Recapitulation: The people you meet in line. Barry, while waiting to pay his final respects to Gertrude Wilborough, and have her pay his final notice bill, strikes up a conversation with Hardy Wilborough, a disenchanted relative of the elder matron Wilborough. He has also learned that not a single soul in the hall, perhaps not even the minister, is there for any reason other than base avarice.
“So, what was she like?” Barry scratched his chest, trying further to engage Hardy. Open-ended, vague questions that he couldn’t answer himself. Sympathetic tones, laced with that underlying notion that it all came down to the pursuit of the almighty dollar here.
“Senile. Off. I’m sure she wasn’t always like that. She might have been playing with all of us. Sometimes, she was the sweetest woman.” Hardy’s eyes looked through Barry. Scared that somehow he’d become transparent in some fashion, he wiped his mouth.
“And the other times?”
Hardy started frowning. “I remember once, must’ve been eight or so. That was the summer I broke my leg. Never ridden a bike since, not even an exercise bike. We visited Great-Aunt Gertie that summer. This was when she still lived in
“She always got up first, around five in the morning, and she’d go into the kitchen, clatter around, knocking around pots and pans. I slept downstairs, and I couldn’t ever get any sleep. Don’t know why I didn’t sleep upstairs, it must’ve been the cast, that damn cast. She’d wake me up, and I’d go to the kitchen, and she’d make me some oatmeal.”
“That’s sweet.”
“I hate oatmeal.”
“Oh.” Embarrassed, Barry took a step backward when Hardy pointed. Closer now than ever before.
“She always made it lukewarm, because that was how she liked it. And she always included prunes because she needed them in her diet. I didn’t need the extra flow-through, but I always got it. Cold prune oatmeal at five in the morning. Sitting in darkness, because she didn’t want to waste the money when the sun would come up soon enough. That was why she clattered, it was all in the dark, and her night vision, well.

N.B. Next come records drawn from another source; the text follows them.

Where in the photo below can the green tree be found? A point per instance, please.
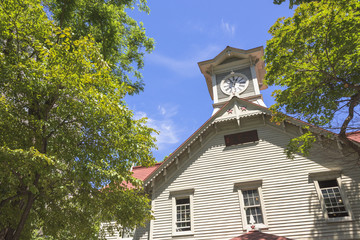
(66, 132)
(293, 2)
(315, 56)
(121, 39)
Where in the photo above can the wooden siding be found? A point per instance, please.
(291, 203)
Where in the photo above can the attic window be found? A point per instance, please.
(243, 137)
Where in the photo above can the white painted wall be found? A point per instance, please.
(291, 203)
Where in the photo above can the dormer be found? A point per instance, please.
(235, 72)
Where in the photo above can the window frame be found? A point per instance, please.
(251, 185)
(182, 194)
(326, 176)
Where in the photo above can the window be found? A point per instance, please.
(251, 204)
(334, 203)
(333, 200)
(183, 219)
(182, 212)
(243, 137)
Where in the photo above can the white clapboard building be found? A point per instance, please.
(231, 179)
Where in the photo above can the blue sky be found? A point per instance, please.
(176, 100)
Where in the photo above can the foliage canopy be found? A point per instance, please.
(65, 129)
(315, 56)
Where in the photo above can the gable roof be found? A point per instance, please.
(223, 114)
(256, 235)
(254, 55)
(355, 136)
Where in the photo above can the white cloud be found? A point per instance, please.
(185, 67)
(227, 27)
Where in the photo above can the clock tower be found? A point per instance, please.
(235, 72)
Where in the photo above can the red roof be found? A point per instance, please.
(355, 136)
(141, 173)
(256, 235)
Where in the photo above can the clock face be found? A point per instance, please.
(234, 84)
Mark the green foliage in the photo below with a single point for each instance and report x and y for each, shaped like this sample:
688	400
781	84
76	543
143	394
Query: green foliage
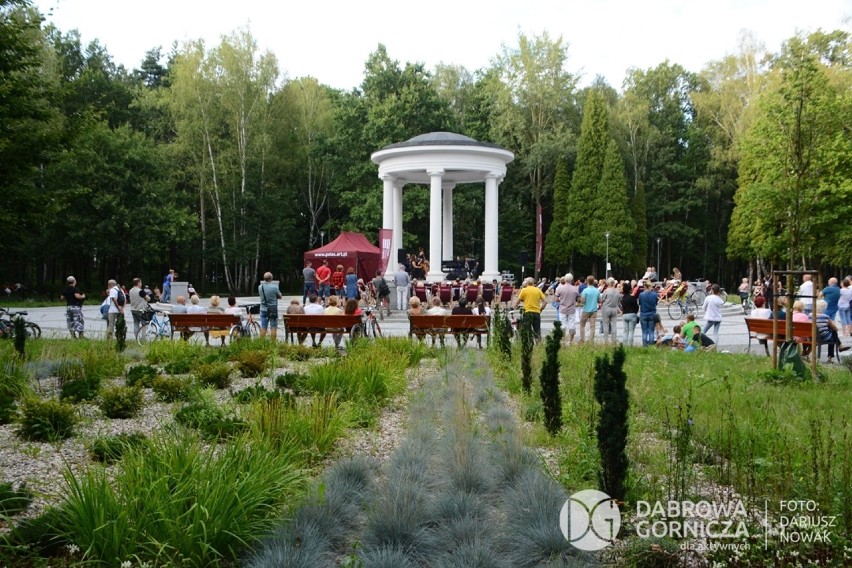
527	342
120	333
110	449
171	389
14	501
121	402
611	393
141	375
216	375
550	381
178	501
46	420
251	363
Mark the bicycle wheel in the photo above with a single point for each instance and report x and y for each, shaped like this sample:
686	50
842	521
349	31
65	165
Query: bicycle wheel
676	310
375	329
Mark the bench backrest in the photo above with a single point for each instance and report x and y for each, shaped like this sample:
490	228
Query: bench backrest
761	325
320	321
450	322
204	320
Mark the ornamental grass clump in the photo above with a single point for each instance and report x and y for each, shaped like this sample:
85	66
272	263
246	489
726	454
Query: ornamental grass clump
121	402
48	420
179	502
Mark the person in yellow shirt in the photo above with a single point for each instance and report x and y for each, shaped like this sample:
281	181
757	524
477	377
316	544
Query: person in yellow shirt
534	301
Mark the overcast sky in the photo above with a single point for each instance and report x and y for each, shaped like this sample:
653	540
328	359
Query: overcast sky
331	39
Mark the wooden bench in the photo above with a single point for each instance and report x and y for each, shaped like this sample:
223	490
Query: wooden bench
802	331
188	324
298	326
460	326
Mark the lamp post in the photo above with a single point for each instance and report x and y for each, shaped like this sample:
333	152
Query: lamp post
659	240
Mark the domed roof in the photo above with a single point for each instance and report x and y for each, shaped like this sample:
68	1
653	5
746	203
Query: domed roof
441	139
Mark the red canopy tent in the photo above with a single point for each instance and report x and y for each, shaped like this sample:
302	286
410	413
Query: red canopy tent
349	249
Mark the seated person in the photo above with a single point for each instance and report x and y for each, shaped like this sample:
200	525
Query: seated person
462	309
414	307
437	308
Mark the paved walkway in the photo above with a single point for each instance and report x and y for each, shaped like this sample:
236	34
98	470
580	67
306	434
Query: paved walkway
733	336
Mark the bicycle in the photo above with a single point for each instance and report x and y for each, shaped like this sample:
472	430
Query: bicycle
7	325
247	328
158	328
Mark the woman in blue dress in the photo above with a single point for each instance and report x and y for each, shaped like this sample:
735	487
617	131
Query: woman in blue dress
350	285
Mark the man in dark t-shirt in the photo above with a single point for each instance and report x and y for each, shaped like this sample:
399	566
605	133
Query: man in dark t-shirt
74	308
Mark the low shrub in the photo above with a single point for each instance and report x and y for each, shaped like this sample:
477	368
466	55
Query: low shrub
121	402
46	420
142	375
14	501
109	449
216	375
251	363
253	393
171	389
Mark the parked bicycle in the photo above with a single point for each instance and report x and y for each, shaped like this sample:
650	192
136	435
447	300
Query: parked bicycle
7	324
159	327
247	328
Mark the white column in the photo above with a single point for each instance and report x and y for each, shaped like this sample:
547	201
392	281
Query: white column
387	202
396	239
435	213
490	268
447	220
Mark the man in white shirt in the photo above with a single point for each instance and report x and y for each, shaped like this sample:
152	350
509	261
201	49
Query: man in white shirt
713	312
806	291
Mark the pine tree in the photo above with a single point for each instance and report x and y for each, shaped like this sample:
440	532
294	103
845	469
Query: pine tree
611	393
550	381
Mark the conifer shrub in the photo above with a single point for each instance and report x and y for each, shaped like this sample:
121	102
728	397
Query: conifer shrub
614	400
121	402
527	337
141	375
550	381
48	420
171	389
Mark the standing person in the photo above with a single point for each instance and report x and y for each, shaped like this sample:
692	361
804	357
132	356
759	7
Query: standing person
567	294
630	313
337	279
138	304
713	312
167	285
805	293
310	286
74	308
324	279
648	313
844	306
610	301
589	298
402	282
351	284
534	301
117	300
269	296
831	295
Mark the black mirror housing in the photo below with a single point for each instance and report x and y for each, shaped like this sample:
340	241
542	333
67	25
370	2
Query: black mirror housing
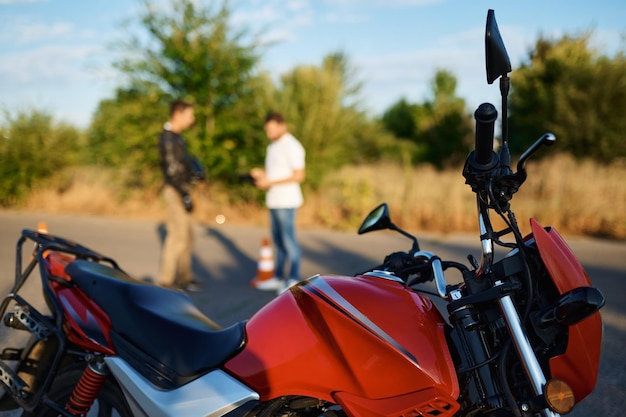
496	57
378	219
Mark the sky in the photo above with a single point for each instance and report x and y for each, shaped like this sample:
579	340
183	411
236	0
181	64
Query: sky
56	55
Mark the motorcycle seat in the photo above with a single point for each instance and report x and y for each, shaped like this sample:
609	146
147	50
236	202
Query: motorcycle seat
159	322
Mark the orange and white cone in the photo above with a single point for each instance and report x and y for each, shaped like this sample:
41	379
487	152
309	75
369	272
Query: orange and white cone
265	279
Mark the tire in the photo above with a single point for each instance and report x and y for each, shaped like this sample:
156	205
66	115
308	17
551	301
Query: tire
109	403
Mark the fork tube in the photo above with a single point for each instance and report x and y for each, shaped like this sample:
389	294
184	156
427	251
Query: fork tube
524	349
485	235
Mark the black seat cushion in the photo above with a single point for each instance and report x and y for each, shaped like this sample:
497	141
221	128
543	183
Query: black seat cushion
163	323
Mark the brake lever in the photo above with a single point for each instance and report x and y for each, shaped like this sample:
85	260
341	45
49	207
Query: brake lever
547	139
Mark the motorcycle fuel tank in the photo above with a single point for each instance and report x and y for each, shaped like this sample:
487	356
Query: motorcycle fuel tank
364	342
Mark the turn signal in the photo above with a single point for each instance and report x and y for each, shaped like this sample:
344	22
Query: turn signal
559	396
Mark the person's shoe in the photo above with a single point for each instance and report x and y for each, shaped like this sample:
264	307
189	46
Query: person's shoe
271	284
287	284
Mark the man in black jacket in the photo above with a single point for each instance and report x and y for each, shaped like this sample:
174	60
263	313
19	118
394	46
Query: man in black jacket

“It was Thursday I guess, after a few days of eating that cold mush in the dark. It slithered down your throat like a chopped up snake. All those chunks, that mush, that goo. She wouldn’t let me go without breakfast, but she also wouldn’t stop making noise. I tried lying there on the couch, but she just kept throwing and tossing the pots. I had to go into the kitchen and tell her to shut up, crutched in there, she ushered me to the dining room table, slopped a bowlful in front of me, took her seat.
“I had enough of it. I just sat there in the dark, my arms folded. She asked me, ‘Aren’t you going to eat your oatmeal dear?’ I told her it was horrible. She told me that if I wanted to grow big and tall I needed to eat my oatmeal. I did what any kid would’ve done in that situation.”
“You ate it?”
“I threw it at her.”
“Ah.”
Hardy’s hands were grasped together, as if he were performing isometric exercises. Through the fabric of his suit, Barry could watch the muscles writhe like mice.
“It was the damn crutch. Before I could say anything, she caught me. She was real strong, real strong. I think it was that summer I got interested in weight lifting. Wasn’t ever going to let anyone grab me like that again. She clamped her hand over my mouth, grabbed me by the arm and twisted. ‘Big boys need their oatmeal,’ she said.
“Then she made me lick it off of her.”
“Excuse me?”
“Every last prune.”
“Why didn’t you scream?”
“She told me she’d break my arm. She would have. Grabbed me by the wrists, dangled me off the ground, and I had to lick it off her face and her nightgown.” Hardy licked his lips. “Her skin was like dried prunes, and she was cold. Too cold.”
Barry glanced at the open casket, wondering what that desiccated flesh must have felt like to an eight year old.
“I had to make myself vomit in the bathroom. My finger wouldn’t stay so I used a toothbrush. Then I realized it was hers and had to vomit again. I told my parents, and they joked it off. I respect now what they were doing. They wanted to ensure my future, and they came close, if it wasn’t for her giving everything to everyone.”